L’histoire ici veut nous conter celle d’un jeune adolescent, fils de duc, et, accusé par l’inquisition espagnole au XVIème siècle d’être l’engeance de Satan. Un moine du nom de Gines prêtera alors secours à celui qui se fera connaître quelques cinq cents années plus tard comme étant John Yesterday. Le premier épisode nous racontait comment un homme pouvait revenir sans cesse à la vie, avec pour seul défaut de voir sa mémoire se remettre à zéro à chaque trépas. Pourtant, tout ne nous avait visiblement pas été dit. Il restait des zones d’ombres sur ses vies passées, et notamment sur les origines de son immortalité.
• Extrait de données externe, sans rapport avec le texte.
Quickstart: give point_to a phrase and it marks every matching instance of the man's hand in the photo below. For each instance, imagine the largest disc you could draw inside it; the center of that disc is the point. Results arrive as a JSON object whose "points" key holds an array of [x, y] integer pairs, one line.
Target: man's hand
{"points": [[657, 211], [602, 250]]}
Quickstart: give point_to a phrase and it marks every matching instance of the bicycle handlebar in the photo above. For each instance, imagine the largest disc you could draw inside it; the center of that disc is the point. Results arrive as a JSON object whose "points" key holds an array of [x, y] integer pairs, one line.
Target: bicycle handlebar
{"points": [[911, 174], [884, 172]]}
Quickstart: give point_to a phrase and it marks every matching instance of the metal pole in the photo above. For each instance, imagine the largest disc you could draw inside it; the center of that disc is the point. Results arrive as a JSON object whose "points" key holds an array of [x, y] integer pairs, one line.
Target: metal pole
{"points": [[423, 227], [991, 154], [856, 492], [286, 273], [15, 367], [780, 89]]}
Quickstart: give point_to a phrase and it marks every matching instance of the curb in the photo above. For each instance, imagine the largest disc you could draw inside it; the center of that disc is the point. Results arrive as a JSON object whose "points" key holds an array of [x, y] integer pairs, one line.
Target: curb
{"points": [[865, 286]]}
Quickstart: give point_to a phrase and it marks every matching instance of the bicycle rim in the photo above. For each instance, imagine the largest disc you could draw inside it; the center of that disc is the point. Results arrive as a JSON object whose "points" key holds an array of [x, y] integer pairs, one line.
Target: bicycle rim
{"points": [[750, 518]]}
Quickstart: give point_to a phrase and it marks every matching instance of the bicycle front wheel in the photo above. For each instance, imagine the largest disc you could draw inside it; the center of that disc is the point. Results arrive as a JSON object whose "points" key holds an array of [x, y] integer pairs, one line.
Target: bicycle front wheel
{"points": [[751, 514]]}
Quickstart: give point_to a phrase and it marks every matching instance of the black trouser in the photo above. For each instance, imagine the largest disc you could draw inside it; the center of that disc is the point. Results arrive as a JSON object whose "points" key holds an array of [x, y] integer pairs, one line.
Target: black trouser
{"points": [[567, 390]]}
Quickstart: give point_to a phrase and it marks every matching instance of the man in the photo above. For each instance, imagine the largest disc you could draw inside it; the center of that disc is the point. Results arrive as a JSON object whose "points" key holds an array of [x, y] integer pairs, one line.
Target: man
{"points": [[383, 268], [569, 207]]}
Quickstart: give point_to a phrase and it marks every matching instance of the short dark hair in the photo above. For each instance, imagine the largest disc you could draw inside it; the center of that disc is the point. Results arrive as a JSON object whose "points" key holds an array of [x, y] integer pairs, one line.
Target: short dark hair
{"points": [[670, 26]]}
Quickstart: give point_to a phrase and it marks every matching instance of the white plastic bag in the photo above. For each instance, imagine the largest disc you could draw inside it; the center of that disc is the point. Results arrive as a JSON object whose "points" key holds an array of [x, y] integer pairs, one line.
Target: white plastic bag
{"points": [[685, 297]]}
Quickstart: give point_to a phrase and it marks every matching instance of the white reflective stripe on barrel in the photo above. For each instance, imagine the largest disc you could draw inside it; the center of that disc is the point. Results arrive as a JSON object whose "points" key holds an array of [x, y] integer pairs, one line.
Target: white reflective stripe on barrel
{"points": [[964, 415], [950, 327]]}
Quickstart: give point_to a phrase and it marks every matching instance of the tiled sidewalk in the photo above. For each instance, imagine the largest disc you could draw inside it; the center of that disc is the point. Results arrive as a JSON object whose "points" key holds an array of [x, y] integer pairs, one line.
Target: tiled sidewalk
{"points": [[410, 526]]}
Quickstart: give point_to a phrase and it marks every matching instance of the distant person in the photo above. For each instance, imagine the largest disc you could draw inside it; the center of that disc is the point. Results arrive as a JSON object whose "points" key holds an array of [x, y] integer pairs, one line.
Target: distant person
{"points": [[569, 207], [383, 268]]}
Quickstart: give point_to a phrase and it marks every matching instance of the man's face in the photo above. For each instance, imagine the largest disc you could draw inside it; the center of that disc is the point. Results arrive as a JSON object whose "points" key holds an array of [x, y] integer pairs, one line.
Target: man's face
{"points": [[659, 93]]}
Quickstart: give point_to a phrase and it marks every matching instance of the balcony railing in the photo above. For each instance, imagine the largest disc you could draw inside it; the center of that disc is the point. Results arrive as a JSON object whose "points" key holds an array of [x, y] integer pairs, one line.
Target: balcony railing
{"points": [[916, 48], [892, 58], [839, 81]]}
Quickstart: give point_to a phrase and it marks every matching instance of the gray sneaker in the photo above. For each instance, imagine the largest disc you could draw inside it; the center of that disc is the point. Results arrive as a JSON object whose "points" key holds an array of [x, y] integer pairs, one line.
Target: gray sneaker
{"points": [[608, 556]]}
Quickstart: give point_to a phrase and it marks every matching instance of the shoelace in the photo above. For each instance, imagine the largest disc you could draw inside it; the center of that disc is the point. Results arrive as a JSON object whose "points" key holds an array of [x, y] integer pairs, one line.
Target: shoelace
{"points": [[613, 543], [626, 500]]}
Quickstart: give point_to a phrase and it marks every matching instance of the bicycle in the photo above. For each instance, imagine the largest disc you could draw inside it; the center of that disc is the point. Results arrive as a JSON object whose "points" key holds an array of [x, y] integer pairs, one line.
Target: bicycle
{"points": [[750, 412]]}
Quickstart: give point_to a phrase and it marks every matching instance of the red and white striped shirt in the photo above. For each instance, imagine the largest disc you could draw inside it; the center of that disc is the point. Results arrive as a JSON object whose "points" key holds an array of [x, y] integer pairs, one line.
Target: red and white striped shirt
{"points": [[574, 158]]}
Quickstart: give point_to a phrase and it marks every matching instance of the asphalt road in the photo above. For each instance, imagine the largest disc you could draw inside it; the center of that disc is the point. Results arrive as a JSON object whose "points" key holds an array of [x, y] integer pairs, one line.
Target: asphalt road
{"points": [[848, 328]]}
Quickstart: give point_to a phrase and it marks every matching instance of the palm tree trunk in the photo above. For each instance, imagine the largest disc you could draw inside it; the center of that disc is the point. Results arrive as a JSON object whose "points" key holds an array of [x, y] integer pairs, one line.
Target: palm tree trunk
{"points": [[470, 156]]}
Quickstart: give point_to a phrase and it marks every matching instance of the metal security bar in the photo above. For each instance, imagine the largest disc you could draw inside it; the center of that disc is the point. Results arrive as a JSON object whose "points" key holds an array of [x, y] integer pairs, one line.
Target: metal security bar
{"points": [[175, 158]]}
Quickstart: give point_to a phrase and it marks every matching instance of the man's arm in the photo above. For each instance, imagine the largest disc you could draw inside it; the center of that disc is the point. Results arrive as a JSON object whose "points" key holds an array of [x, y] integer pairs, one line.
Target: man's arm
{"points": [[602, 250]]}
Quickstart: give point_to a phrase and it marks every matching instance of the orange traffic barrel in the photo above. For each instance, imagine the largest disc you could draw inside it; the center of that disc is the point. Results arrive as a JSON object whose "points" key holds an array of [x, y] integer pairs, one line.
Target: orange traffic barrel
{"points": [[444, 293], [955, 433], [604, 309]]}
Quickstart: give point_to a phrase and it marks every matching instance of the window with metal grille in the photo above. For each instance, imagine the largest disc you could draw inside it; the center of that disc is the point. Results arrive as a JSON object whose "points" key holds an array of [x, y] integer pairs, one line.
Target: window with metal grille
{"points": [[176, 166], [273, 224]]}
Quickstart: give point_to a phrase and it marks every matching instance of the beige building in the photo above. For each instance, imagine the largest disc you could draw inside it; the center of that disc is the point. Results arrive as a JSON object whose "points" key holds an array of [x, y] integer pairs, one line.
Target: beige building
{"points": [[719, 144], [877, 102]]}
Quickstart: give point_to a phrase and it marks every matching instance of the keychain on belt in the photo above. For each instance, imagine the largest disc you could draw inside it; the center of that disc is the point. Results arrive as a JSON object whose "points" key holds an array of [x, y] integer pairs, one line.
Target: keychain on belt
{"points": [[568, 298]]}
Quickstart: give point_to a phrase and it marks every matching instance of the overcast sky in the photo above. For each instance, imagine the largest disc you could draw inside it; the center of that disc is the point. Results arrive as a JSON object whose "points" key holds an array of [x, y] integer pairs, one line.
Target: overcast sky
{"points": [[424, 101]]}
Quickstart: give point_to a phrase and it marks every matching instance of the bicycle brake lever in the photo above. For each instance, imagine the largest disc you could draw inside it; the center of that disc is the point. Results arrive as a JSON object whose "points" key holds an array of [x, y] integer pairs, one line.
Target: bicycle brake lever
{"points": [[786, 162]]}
D’où le titre, et d’où l’intérêt de nous en conter les tenants et les aboutissants.
Une origins story de plus
Ainsi, on y voguera entre le présent d’un John en couple avec Pauline Petit, vivant entre leur appartement parisien et leur commerce d’antiquités. Une vie presque normale en apparence avec ses problèmes d’argent et ses discussions de bébés, si on omet le fait que ces deux-là ne peuvent décéder. D’ailleurs, dans un trait d’humour cynique propre à la série ou à Pendulo tout court, on assiste à une scène de tous les jours. Si tous les jours pour vous veut dire voir votre petite amie se tirer une balle entre les deux yeux pendant sa douche, pour ensuite revenir d’entre les morts plus jeune et quelques rides en moins. Un humour noir qui va de pair avec la tonalité très adulte de certains dialogues n’hésitant pas à parler fesses, quand il ne s’agit pas simplement de parler relations de couples.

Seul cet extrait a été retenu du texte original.